Last Friday, a group of us went to a ‘creative symposium’ where we got as much free flavoured coconut water as we could drink. It was run by the people behind the brilliant It’s Nice That blog. And it was called Here.
Laurie Pressman kicked off with a note from the sponsors, celebrating colour as a ‘mind altering drug’ on the 50th anniversary of Pantone. She took us on a colourful journey from the psychedelic sixties through to today’s “insatiable desire for newness”. Yes, she did reference the “freshness and humour of lime.” And the fact that Starbucks imbued the colour brown with an unprecedented panache. But it was interesting to think about the relationship between colour and design through the ages.
Wayne Hemingway was a major highlight for most of us. To quote Ben, he’s a “bloody inspirational chap.” Why? He’s been banned from Swindon. He called Michael Gove an “idiot.” And brilliantly, he used the phrase “daft cat.” Wayne suggested we “meet every Monday and remind each other why you’re here.” He said that “design is about improving things that matter in life.” Finally, he said he believes that “sometimes you just have to react to things” while warning us against pigeonholing ourselves.
For proof of his theory that design is about life and that you don’t have to be an architect to know how you’d design a house, take a look at the development he designed in Gateshead.
Mark Porter, former creative director of The Guardian, was another highlight. He also said loads of great stuff. Like “creativity isn’t magic.” And, “it’s a privilege to work with great content” – something which is really true for us at Oxfam, too. He also quoted Stefan Sagmeister: “Great work is good work that’s been pushed harder” – which resonated with us all. His comment that designers “shouldn’t think they know better than ordinary human beings”, sounded confrontational.
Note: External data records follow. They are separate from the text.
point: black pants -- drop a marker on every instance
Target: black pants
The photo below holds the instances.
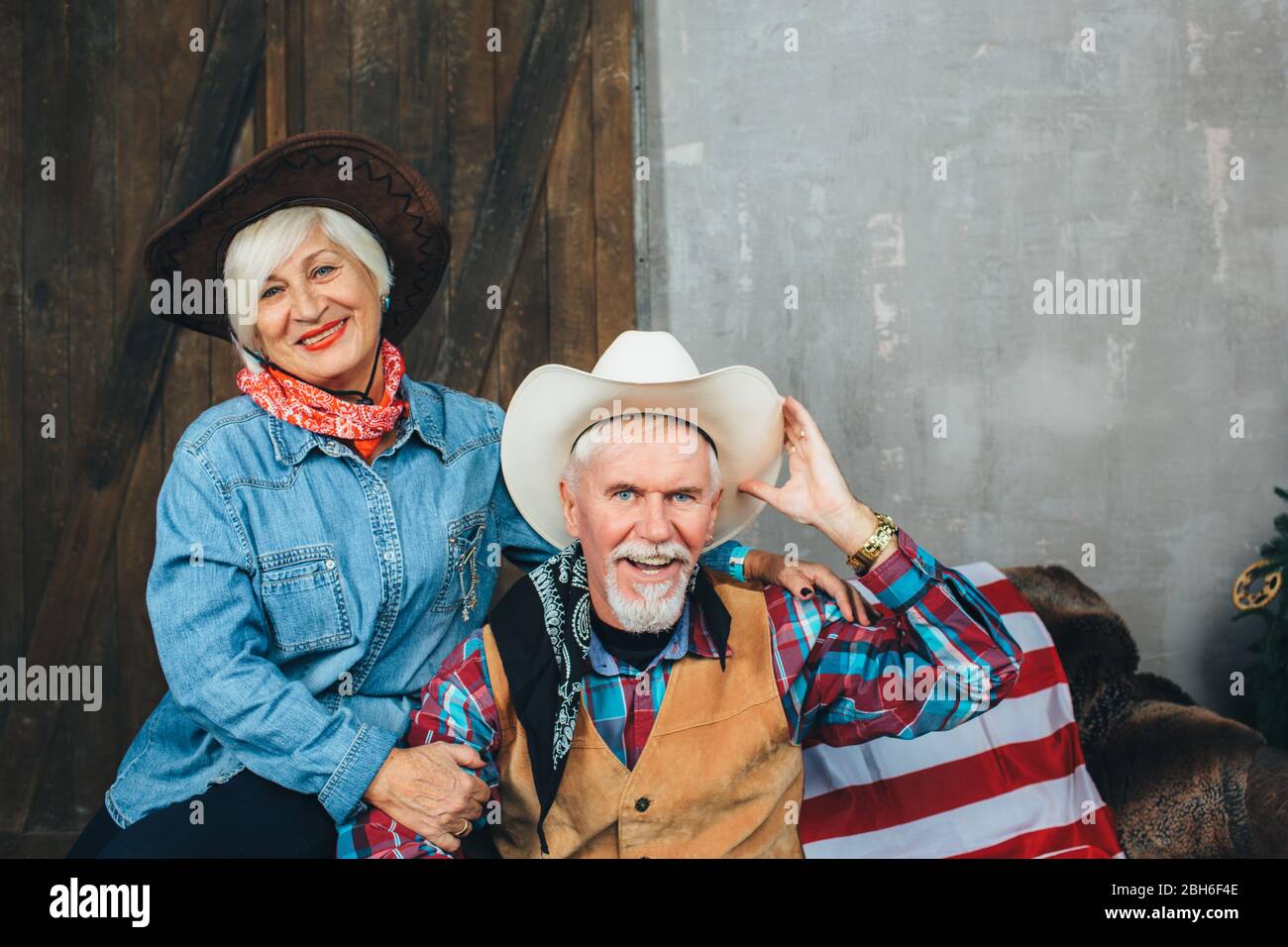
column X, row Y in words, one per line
column 246, row 817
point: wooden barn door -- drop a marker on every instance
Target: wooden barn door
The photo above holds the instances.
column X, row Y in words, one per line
column 539, row 198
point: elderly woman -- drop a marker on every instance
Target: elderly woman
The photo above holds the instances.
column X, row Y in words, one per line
column 325, row 540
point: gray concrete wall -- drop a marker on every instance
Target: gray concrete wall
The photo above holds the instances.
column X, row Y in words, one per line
column 814, row 169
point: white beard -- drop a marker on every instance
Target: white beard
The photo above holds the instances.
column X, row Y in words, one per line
column 658, row 605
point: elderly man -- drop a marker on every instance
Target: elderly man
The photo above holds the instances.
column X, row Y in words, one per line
column 623, row 701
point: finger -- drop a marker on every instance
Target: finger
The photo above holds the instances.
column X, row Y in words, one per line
column 833, row 586
column 861, row 607
column 797, row 582
column 465, row 755
column 445, row 840
column 791, row 432
column 805, row 421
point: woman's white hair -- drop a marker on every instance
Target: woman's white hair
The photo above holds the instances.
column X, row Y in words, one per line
column 261, row 248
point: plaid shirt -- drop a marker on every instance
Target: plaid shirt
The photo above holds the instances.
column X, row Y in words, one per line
column 936, row 655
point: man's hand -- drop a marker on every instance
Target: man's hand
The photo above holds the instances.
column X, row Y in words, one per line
column 815, row 492
column 425, row 789
column 803, row 579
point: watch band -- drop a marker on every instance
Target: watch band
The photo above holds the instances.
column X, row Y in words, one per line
column 864, row 556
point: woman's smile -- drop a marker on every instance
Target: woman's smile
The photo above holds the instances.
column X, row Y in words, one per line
column 322, row 337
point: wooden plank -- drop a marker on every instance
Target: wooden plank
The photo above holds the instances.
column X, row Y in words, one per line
column 14, row 170
column 571, row 227
column 326, row 64
column 472, row 137
column 47, row 218
column 271, row 108
column 93, row 749
column 514, row 185
column 138, row 159
column 374, row 69
column 610, row 33
column 423, row 134
column 523, row 342
column 101, row 474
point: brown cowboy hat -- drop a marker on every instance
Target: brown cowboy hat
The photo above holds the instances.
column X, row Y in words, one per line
column 385, row 195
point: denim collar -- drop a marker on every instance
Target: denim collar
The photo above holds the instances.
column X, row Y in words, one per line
column 425, row 414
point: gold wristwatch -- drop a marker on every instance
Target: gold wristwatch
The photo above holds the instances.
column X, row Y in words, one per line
column 867, row 554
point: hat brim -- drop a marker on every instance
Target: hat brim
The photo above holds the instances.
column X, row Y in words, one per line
column 385, row 195
column 738, row 407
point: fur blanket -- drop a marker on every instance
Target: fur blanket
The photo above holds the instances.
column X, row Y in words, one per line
column 1181, row 781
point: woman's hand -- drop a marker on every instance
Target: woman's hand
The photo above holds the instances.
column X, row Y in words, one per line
column 815, row 492
column 425, row 789
column 802, row 579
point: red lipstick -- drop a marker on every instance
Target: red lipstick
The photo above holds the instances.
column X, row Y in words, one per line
column 321, row 330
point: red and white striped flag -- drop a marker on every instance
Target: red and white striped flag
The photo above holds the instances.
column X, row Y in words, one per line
column 1010, row 784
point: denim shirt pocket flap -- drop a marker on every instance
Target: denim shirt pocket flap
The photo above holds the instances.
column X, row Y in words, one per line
column 301, row 595
column 464, row 545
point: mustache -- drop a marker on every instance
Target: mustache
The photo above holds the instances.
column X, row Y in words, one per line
column 638, row 549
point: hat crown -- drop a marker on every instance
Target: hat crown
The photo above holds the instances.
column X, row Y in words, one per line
column 645, row 357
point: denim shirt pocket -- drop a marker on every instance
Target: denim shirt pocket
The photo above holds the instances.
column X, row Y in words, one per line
column 464, row 545
column 301, row 595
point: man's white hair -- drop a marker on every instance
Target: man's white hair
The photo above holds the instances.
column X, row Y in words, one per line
column 605, row 432
column 261, row 248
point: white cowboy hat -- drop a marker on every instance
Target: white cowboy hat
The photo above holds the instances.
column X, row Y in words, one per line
column 737, row 407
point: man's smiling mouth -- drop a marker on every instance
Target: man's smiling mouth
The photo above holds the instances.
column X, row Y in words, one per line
column 652, row 566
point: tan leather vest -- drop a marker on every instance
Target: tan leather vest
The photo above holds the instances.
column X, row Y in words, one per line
column 717, row 776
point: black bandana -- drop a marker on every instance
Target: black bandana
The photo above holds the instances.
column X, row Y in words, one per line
column 542, row 631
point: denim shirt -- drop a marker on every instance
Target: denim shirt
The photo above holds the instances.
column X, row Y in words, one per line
column 300, row 598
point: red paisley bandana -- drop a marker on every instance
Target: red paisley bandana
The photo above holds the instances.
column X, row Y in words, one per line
column 300, row 403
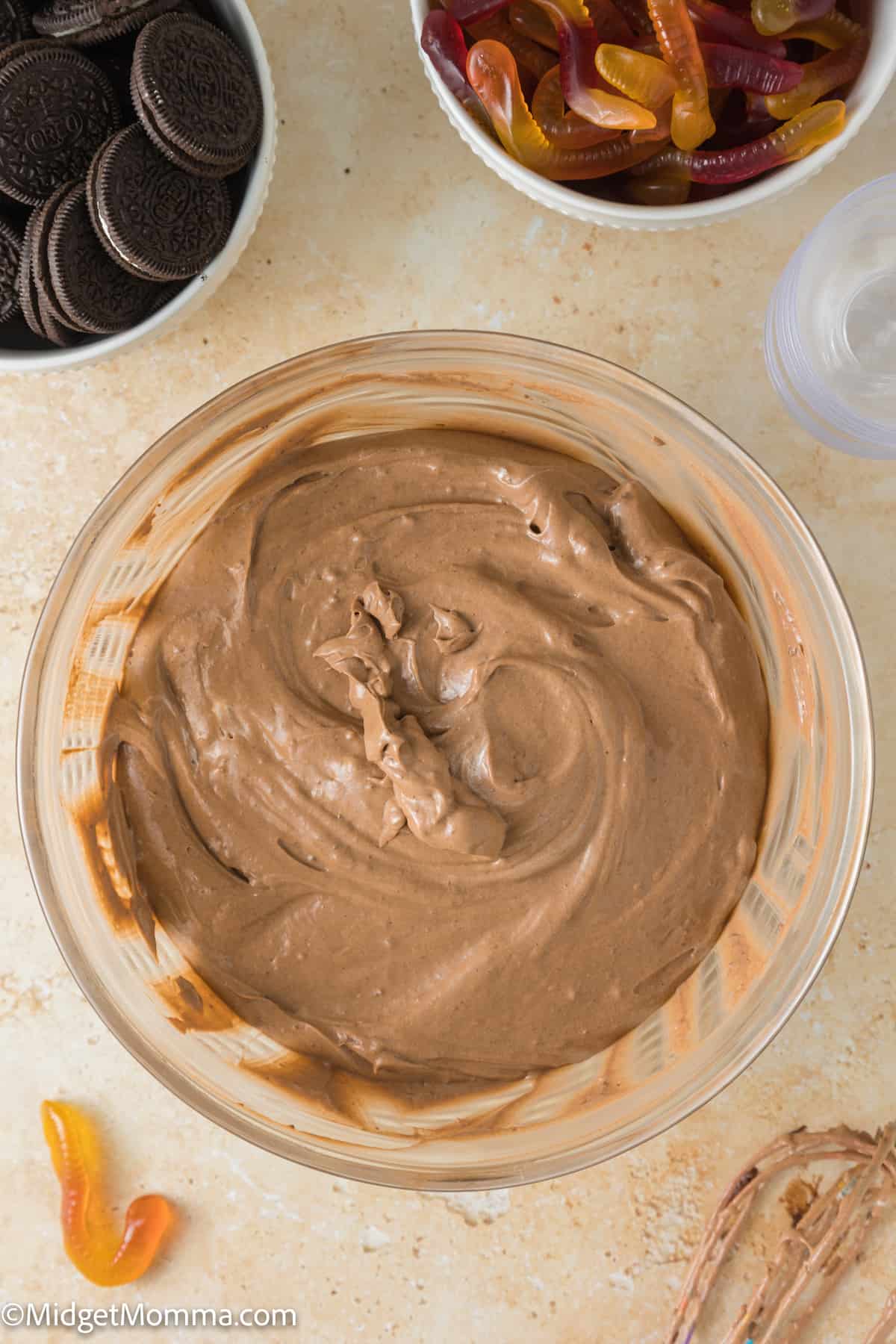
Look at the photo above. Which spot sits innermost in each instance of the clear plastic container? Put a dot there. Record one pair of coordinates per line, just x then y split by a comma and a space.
817, 812
830, 329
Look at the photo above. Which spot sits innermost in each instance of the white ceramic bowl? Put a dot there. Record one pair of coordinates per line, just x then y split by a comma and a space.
235, 18
862, 101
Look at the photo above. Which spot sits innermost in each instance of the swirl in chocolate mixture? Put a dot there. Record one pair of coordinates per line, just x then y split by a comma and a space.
442, 756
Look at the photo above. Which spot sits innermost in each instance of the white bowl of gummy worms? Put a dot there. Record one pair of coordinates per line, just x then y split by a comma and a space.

But it was really all about putting the audience’s needs above everything else.
At lunchtime we took a break and wandered up to see Sou Fujimoto’s Serpentine Gallery Pavillion which poses a “Fundamental question about how architecture is different from nature, or how architecture could be part of nature, or how they could be merged…what are the boundaries between nature and artificial things.” You can see Matt and Joe looking confused on it below.
Other Here quotes that stood out one way or another:
“Global warming is bringing new colour to our maps” – Laurie Pressman.
“Build it to understand it.” – Stuart Wood. (Take a look at his ‘Swarm Light’ project to see how nature is still such a great source of inspiration even in a digital world.)
“There is no wall.” – Kate Morass.
“All my best ideas come when I’m on the phone to the client. I don’t like to spend too long on any one project. I mean, I don’t have time for that kind of shit – I work in the music industry!” – Kate Morass.
“Simplify ideas to improve them” – Sarah Illenberger.
“You don’t need a brief to come up with ideas” – Erik Kessels.
And finally, the bonkers moments:
The ‘erotic collage’ from Spanish collective, CANADA.
Nelly Ben Hayoun’s microwave gun and Nasa Space Orchestra. We’re glad she is manufacturing the impossible. We don’t understand it, but we love that she’s doing it.
Sarah Illenberger’s dress made out of sprouts and cabbages.
Rafaël Rozendaal’s interactive (and farting) web art.
Adam “sausages” Buxton, using Garage Band to “extend the shit out of a cymbal.”
To sum up: Here 2013’s ‘have a go’ theme was a compelling call to action. Above all, the symposium offered up proof that everything – from the sublime to the ridiculous – started out as an idea that somebody somewhere was brave enough to commit to.